Monica is a Marketing Manager at Frontline Data Solutions. She has a background in warehouse operations and bachelor’s degrees from Indiana University in both Supply Chain Management and International Studies.
Summary
Major process safety incidents rarely happen without warning. In most cases, investigations for these incidents reveal a familiar pattern: someone made a change without formally evaluating the risks, and the safeguards that existed were designed for a different set of conditions. Management of change (MOC) is the structured process that prevents gaps like these from opening in the first place.
This post explains what MOC is, why it matters for OSHA-regulated operations, and how gaps in MOC practice create the conditions for serious incidents. It also offers ideas for safety and EHS leaders who want to improve their MOC processes without rebuilding their program from the ground up.
Key Takeaways for Safety Managers and EHS Leaders
- MOC is a regulatory requirement under OSHA’s Process Safety Management (PSM) standard for facilities that handle highly hazardous chemicals, and a widely adopted best practice for any operation where change introduces risk.
- Most major process safety incidents involve some form of change that was not adequately reviewed, communicated, or controlled before it was implemented.
- A weak MOC process creates operational and financial risk long before a major process safety incident occurs.
- Improving MOC doesn’t require a complete overhaul. Standardized templates, clear ownership, and regular process reviews can materially reduce risk in a short time.
- The goal of MOC isn’t to slow down operations. It’s to help the people responsible for safety to understand what’s changed and to verify that existing controls are still adequate.
What is Management of Change and Why Does It Matter for Process Safety?
Management of change (MOC) is a formal process used to evaluate, approve, document, and communicate changes to equipment, materials, procedures, personnel, and operating conditions before they go into effect. It helps prevent changes from introducing new hazards or compromising existing safeguards without proper review and authorization.
Under OSHA’s Process Safety Management standard, 29 CFR 1910.119, facilities that handle covered quantities of highly hazardous chemicals must maintain a written MOC procedure. The regulation states that before making any changes, the MOC team should review:
- The technical basis for the change
- The impact of the change on safety and health
- Modifications to operating procedures
- The time necessary for the change
- Authorization requirements for the proposed change
But MOC goes beyond PSM compliance. It’s a standard element of strong EHS programs across industries like oil refining operations, chemical manufacturing, utilities, food and beverage, pharmaceuticals, and any other sector where process conditions, equipment configurations, or material handling practices affect worker safety.
The reason MOC matters so much is rooted in how major process safety incidents actually happen. More often than not, they happen when teams make a series of small changes in isolation without realizing the collective impact these conditions had on existing safeguards. So, over time, seemingly harmless changes create an unsafe environment whether it’s a piece of equipment, process failure, or risky substitution to chemicals or ingredients (among other things).
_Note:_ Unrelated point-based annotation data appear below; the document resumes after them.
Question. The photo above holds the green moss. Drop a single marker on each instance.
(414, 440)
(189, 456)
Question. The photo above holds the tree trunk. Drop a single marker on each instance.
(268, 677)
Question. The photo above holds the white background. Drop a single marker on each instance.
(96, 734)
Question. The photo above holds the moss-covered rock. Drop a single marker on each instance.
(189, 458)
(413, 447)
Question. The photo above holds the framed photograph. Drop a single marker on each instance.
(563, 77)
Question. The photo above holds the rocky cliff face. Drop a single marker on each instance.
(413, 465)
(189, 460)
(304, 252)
Managing Hundreds of MOCs at Once
Learn how Todd Energy simplifies and expands its MOC program with Frontline MOC software.
How MOC Failures Contribute to Major Process Safety Incidents
When companies investigate major process safety incidents, MOC gaps appear repeatedly in the findings. The reasons for failure vary, but the common denominator is that a change occurred, and the person or people who did it failed to evaluate the associated risks or to prepare other people within the process. Before you can eliminate risk in your MOC process, review these common reasons why the process fails in the first place.
Changes Incorrectly Classified as “Replacement in Kind”
Many MOC programs allow teams to expedite or bypass formal change management when changes are classified as replacement in kind, meaning the change is identical to what already exists. In practice, this classification sometimes applies to changes that differ in material specifications, operating ranges, vendors, or design standards. But if you don’t catch those differences, the replacement doesn’t perform as assumed, and the safeguards you calibrated for the original equipment might not be adequate anymore.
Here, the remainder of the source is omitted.